BOZEMAN, Mont. (AP) – Montana residents are used to digging out from snowstorms, but residents of one neighborhood had to put a snowplow to different use: clearing mounds of tumbleweed from their driveways.
Strong wind blew the tumbleweed in on Tuesday, covering sheds, burying mailboxes and blocking a street and driveways. On Shooting Star Lane, residents had to use a snowplow and pitchforks to clear it out.
Cindy Bowker had to tunnel through the weeds to get to her car.
“It was up over the headlights,” she said. “It was all the way up the steps and covered our front door.”

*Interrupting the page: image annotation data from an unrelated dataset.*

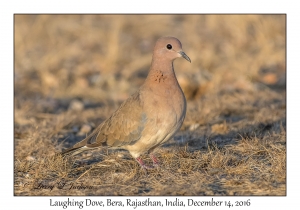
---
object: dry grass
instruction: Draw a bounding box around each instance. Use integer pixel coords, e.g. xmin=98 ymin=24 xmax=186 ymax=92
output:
xmin=14 ymin=15 xmax=286 ymax=195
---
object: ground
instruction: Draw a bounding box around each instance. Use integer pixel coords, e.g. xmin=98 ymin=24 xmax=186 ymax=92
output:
xmin=14 ymin=15 xmax=286 ymax=196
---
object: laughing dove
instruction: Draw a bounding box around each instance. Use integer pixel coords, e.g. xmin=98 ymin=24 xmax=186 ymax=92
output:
xmin=62 ymin=37 xmax=191 ymax=168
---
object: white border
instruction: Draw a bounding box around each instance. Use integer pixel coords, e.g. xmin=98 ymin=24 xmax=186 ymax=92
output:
xmin=0 ymin=0 xmax=300 ymax=209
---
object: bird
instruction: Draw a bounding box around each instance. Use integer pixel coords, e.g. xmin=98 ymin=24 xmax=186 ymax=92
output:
xmin=61 ymin=36 xmax=191 ymax=169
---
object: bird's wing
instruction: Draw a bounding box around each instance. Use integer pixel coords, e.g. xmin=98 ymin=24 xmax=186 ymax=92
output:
xmin=74 ymin=92 xmax=147 ymax=148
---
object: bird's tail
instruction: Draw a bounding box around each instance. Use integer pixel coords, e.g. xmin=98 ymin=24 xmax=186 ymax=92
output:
xmin=61 ymin=146 xmax=92 ymax=157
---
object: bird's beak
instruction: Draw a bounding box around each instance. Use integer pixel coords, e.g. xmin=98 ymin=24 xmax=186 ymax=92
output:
xmin=178 ymin=51 xmax=192 ymax=63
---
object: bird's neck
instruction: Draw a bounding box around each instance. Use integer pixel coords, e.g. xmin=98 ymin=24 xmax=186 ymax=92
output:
xmin=145 ymin=59 xmax=178 ymax=84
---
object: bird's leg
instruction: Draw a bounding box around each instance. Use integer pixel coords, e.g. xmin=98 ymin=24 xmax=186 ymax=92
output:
xmin=149 ymin=153 xmax=159 ymax=167
xmin=136 ymin=157 xmax=153 ymax=169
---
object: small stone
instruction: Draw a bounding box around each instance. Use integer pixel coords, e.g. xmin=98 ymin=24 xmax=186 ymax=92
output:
xmin=72 ymin=126 xmax=79 ymax=133
xmin=189 ymin=123 xmax=200 ymax=131
xmin=78 ymin=124 xmax=92 ymax=135
xmin=69 ymin=99 xmax=84 ymax=111
xmin=26 ymin=155 xmax=36 ymax=161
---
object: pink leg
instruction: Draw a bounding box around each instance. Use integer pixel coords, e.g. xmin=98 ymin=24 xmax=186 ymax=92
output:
xmin=149 ymin=153 xmax=159 ymax=166
xmin=136 ymin=157 xmax=153 ymax=169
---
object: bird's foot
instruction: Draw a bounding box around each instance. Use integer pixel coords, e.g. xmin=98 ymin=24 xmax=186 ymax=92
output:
xmin=136 ymin=157 xmax=154 ymax=169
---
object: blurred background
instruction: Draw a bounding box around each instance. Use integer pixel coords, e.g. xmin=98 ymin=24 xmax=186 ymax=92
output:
xmin=15 ymin=15 xmax=286 ymax=101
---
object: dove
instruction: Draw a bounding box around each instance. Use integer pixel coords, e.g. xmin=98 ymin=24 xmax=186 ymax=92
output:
xmin=62 ymin=37 xmax=191 ymax=169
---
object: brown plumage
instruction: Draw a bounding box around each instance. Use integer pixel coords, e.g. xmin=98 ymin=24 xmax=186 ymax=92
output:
xmin=62 ymin=37 xmax=191 ymax=168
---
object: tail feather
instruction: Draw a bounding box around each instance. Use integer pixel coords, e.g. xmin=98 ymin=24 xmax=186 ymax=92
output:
xmin=61 ymin=146 xmax=92 ymax=156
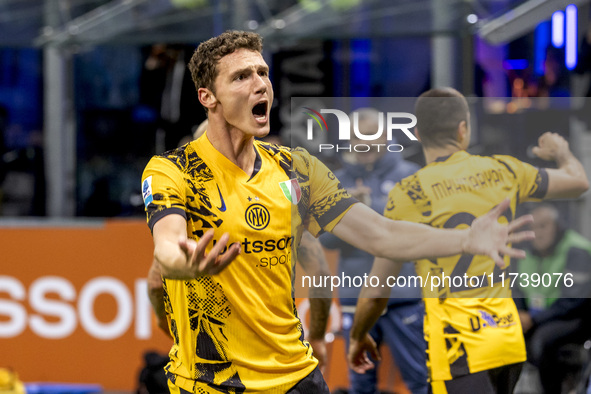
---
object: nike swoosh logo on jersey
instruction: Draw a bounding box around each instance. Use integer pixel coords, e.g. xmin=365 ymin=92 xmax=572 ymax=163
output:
xmin=216 ymin=185 xmax=226 ymax=212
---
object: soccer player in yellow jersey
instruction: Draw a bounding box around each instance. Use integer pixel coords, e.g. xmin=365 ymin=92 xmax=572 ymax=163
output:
xmin=348 ymin=88 xmax=589 ymax=394
xmin=142 ymin=31 xmax=531 ymax=394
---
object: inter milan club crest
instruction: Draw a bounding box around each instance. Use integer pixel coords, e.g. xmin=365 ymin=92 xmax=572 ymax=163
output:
xmin=279 ymin=179 xmax=302 ymax=204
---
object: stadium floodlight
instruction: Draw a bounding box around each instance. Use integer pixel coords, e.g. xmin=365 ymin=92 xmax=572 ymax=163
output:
xmin=478 ymin=0 xmax=590 ymax=45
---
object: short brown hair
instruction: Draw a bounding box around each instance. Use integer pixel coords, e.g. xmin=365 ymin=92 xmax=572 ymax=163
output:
xmin=415 ymin=88 xmax=470 ymax=147
xmin=189 ymin=30 xmax=263 ymax=93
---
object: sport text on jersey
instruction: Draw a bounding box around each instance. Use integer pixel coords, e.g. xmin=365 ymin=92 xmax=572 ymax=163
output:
xmin=213 ymin=235 xmax=294 ymax=268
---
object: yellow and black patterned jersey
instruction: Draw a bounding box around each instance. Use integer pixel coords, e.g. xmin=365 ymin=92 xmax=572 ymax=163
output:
xmin=142 ymin=134 xmax=355 ymax=393
xmin=384 ymin=151 xmax=548 ymax=381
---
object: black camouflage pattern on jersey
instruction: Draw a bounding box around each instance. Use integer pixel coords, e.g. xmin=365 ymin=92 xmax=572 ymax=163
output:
xmin=146 ymin=144 xmax=222 ymax=238
xmin=400 ymin=174 xmax=431 ymax=216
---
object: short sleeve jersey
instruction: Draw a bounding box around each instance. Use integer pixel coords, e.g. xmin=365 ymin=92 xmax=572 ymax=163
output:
xmin=142 ymin=134 xmax=355 ymax=393
xmin=384 ymin=151 xmax=548 ymax=381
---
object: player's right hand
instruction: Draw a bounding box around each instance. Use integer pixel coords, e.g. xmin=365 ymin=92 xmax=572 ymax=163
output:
xmin=532 ymin=132 xmax=570 ymax=161
xmin=462 ymin=198 xmax=535 ymax=268
xmin=347 ymin=334 xmax=381 ymax=374
xmin=179 ymin=230 xmax=240 ymax=278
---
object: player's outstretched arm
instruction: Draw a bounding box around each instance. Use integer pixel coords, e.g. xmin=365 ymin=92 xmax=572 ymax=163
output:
xmin=148 ymin=259 xmax=172 ymax=338
xmin=347 ymin=258 xmax=402 ymax=373
xmin=152 ymin=214 xmax=240 ymax=280
xmin=333 ymin=199 xmax=534 ymax=266
xmin=298 ymin=231 xmax=332 ymax=370
xmin=532 ymin=132 xmax=589 ymax=199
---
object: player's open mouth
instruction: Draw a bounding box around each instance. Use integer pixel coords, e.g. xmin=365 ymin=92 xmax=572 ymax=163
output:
xmin=252 ymin=101 xmax=267 ymax=123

A few residents blamed a nearby farm for the problem. Half the farm’s crop went bad last year, and the weeds sprouted on about 80 acres, Bowker said.
City slickers have gotten a romantic view of tumbleweed from watching Westerns on TV, but the nonnative plants, also known as Russian thistle, can be pesky and resilient.
They dry out after maturing, break off at ground level and then roll wherever the wind takes them, spreading their seeds in the process.
Across the street from Bowker, Hank and Jan Mueller’s shed, camper and driveway were covered with tumbleweed.
“We’ve had blizzards up here, but this was not like anything we have ever seen,” Jan Mueller said.